Le journaliste d’investigation marocain Omar Radi, incarcéré depuis décembre 2020 pour de fausses accusations, aurait été torturé en prison et pourrait ne pas survivre à ses dernières années derrière les barreaux, ont prévenu des membres de sa famille.
Dans un entretien publié jeudi par le journal électronique Maghrebi, les membres de la famille Radi ont révélé que Omar Radi « est mis en isolement depuis un certain temps », faisant part de leur angoisse face à la torture subie par les prisonniers politiques et ce, en violation de la Convention des Nations unies contre la torture.
« Maintenant, il va bien, mentalement et physiquement. Je veux dire, ce n’est pas bon d’être en cellule d’isolement, mais il préfère ça plutôt que d’être avec d’autres personnes », a déclaré Driss Radi, le père d’Omar, ajoutant que son fils « ne pouvait pas sortir pour faire des pauses avec les autres détenus (…) il était surveillé par des gardiens chaque fois qu’il sortait ». Selon les propos de sa famille, le journaliste critique à l’égard du régime marocain se voit actuellement confisquer tout ce qu’il écrit, exprimant leur profonde inquiétude quant à sa sécurité derrière les barreaux.

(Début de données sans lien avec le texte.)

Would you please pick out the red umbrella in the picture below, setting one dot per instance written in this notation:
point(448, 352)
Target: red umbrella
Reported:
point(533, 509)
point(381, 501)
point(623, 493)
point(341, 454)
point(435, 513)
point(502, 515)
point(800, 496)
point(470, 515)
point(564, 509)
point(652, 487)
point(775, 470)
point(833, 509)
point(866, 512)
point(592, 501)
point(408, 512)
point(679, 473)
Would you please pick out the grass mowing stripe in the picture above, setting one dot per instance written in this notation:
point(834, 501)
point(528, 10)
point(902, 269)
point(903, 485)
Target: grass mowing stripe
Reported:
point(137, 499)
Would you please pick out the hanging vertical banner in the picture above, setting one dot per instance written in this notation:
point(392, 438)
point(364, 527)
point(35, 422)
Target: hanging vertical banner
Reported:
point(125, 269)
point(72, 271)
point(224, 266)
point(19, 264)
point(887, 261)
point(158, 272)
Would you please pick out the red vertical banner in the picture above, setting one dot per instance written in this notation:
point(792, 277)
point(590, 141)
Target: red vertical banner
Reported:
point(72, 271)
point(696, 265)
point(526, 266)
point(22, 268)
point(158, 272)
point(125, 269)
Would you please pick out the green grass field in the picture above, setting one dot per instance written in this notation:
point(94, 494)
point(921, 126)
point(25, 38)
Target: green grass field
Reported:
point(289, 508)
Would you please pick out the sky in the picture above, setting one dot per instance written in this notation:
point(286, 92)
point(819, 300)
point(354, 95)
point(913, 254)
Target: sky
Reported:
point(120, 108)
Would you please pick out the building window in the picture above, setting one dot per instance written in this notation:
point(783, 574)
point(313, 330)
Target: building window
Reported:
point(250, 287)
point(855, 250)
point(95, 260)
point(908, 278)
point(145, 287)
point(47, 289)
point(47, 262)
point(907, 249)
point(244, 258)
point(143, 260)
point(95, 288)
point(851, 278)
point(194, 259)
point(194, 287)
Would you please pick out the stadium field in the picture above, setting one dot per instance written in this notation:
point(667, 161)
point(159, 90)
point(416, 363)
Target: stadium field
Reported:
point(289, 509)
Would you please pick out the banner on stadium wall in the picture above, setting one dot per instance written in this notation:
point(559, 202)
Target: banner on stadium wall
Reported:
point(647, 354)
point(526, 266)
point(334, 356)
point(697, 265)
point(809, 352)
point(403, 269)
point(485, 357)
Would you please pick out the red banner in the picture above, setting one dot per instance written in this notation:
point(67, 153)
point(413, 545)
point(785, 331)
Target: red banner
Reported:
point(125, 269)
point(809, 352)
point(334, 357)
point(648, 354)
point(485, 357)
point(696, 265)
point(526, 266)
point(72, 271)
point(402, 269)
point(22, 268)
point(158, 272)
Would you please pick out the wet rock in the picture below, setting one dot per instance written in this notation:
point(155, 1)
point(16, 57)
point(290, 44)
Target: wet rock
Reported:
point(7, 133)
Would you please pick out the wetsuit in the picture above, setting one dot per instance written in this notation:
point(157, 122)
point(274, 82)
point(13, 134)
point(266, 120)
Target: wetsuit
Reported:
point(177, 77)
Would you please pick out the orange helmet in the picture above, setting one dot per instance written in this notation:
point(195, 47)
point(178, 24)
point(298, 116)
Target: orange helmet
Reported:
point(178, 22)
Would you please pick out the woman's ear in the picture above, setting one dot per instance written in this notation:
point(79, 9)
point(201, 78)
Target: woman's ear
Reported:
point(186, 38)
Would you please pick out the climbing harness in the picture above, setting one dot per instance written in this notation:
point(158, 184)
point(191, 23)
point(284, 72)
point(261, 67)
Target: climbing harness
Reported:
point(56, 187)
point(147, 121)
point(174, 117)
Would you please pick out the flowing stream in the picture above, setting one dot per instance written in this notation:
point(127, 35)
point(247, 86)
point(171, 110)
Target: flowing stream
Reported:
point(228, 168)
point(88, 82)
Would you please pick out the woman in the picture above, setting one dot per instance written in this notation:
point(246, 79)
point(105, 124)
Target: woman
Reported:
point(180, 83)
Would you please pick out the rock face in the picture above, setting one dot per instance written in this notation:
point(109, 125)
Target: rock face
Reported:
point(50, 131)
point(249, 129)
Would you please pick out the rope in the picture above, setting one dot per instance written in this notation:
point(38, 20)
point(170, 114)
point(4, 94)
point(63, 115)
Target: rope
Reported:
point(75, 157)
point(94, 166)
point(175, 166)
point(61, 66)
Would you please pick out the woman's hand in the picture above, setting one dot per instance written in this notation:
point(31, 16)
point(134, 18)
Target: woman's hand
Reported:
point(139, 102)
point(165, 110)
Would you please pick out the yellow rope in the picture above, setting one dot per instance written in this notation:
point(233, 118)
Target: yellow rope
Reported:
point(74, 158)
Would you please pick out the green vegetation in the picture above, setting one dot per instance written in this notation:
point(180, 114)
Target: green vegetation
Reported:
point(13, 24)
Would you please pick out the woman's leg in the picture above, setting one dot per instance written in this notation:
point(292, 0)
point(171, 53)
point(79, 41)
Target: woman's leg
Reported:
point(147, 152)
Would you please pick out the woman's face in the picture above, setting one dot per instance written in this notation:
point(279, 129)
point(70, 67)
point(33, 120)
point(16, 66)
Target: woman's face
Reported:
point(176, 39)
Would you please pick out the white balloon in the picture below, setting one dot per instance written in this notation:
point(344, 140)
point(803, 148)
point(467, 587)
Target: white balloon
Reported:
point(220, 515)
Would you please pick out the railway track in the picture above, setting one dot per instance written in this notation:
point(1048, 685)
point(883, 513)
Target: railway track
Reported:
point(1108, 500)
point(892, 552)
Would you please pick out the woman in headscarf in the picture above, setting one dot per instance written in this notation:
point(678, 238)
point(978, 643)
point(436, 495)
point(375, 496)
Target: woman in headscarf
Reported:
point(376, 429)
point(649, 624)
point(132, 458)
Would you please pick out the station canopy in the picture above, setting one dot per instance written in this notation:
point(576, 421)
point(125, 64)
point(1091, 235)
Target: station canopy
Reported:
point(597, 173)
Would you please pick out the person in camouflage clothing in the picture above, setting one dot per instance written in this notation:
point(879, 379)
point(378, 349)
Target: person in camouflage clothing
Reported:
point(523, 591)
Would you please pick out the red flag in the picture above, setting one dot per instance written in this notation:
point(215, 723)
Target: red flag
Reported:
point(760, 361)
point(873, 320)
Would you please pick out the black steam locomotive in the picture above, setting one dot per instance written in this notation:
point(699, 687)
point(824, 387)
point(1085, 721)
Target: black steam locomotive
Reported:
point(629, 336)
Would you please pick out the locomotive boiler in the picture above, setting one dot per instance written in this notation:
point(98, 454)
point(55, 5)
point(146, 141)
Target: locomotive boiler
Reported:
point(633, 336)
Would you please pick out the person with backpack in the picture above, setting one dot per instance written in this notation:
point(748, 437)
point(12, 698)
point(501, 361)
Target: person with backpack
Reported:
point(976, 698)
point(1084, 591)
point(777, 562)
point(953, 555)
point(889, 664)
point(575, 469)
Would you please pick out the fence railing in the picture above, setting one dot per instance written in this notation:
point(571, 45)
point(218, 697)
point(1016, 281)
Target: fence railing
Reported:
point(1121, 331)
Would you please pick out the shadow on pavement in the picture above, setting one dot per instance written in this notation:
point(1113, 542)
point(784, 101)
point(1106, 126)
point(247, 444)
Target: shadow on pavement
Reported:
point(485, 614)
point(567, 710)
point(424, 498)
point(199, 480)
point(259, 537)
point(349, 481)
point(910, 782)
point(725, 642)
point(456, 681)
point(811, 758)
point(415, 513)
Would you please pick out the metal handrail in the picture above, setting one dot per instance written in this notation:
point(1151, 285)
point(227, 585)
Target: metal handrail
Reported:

Le journal, citant plusieurs sources, écrit que le chef des services de renseignement Abdellatif Hammouchi aurait été à l’origine de la torture généralisée des détenus et de la répression contre les dissidents par les services de sécurité marocains, dont Omar Radi a été victime.
L’héritage le plus durable de Hammouchi serait la méthode de diffamation utilisée pour faire taire les opposants en diffusant sur les réseaux sociaux des mensonges sur les personnes ciblées. A la question de savoir si leurs appareils sont infiltrés par le logiciel de piratage sioniste Pegasus, les Radi ont dit être convaincus qu’ils étaient toujours surveillés par la police et les services de sécurité, des années après l’emprisonnement d’Omar.
« Oui, je le soupçonne, mais je ne peux pas le prouver », a répondu le père Driss Radi. « Il y a eu d’autres types de harcèlement », a déclaré son frère Mehdi. « Je suis basé à Paris et j’ai fait plusieurs allers-retours au Maroc. J’ai été harcelé à l’aéroport. Les policiers vous disent d’aller dans un bureau et ensuite, ils attendent juste que vous deveniez nerveux ».
« Même à Paris, ils étaient à côté de chez moi. Donc, je suppose que je suis sur leur radar », a-t-il ajouté. Selon Mehdi Radi, la presse libre au Maroc a été étouffée ces dernières années, laissant ceux qui sont proches du pouvoir agir en toute impunité. « Quiconque ose » enquêter et rapporter sur des questions impliquant le Makhzen s’expose à une menace très réelle d’emprisonnement ou, à tout le moins, de diffamation de la part de la presse pro-Makhzen.
La presse libre au Maroc étouffée
Le journaliste d’investigation primé Omar Radi s’est fait connaître au Maroc à la fin des années 2010 avec des enquêtes axées sur les droits de l’homme, la corruption de l’Etat et le pillage des terres tribales dans la région du Rif, au nord du Maroc, dont le nom de plusieurs hauts fonctionnaires étaient cités. Selon Driss, la situation de la liberté de la presse au Maroc a commencé à se détériorer en 2013 lorsque de nombreuses personnes ont commencé à être harcelées.
Les pouvoirs en place revenaient discrètement sur les libertés civiles et les garanties constitutionnelles de 2011, tandis que les services de sécurité commençaient à mettre en œuvre une stratégie de diffamation et, dans certains cas, d’emprisonnement d’opposants pour agression sexuelle, adultère, crimes financiers et espionnage, des griefs montés de toutes pièces.
Lors de l’examen de 12 affaires judiciaires impliquant des dissidents marocains, une enquête de Human Rights Watch menée en 2022 a révélé que les autorités marocaines avaient violé les droits des connaissances, des partenaires et des familles.
Le rapport concluait que -après avoir développé toute une série de tactiques pour faire taire la dissidence tout en prétendant appliquer le droit pénal- les autorités marocaines avaient violé les droits « notamment à la vie privée, à la santé, à la sécurité physique, à la propriété et le droit à un procès équitable » tout en « se moquant des crimes graves, comme le viol, le détournement de fonds ou l’espionnage ».
L’année 2013 a également vu des manifestations éclater à Rabat autour du cas de Naâma Asfari, un militant pour l’indépendance du Sahara occidental du groupe Gdeim Izik qui, après son arrestation en 2010, a été condamné à 30 ans d’emprisonnement après des aveux présumés sous la torture aux mains des services de sécurité, comme le rapporte le journal BBC.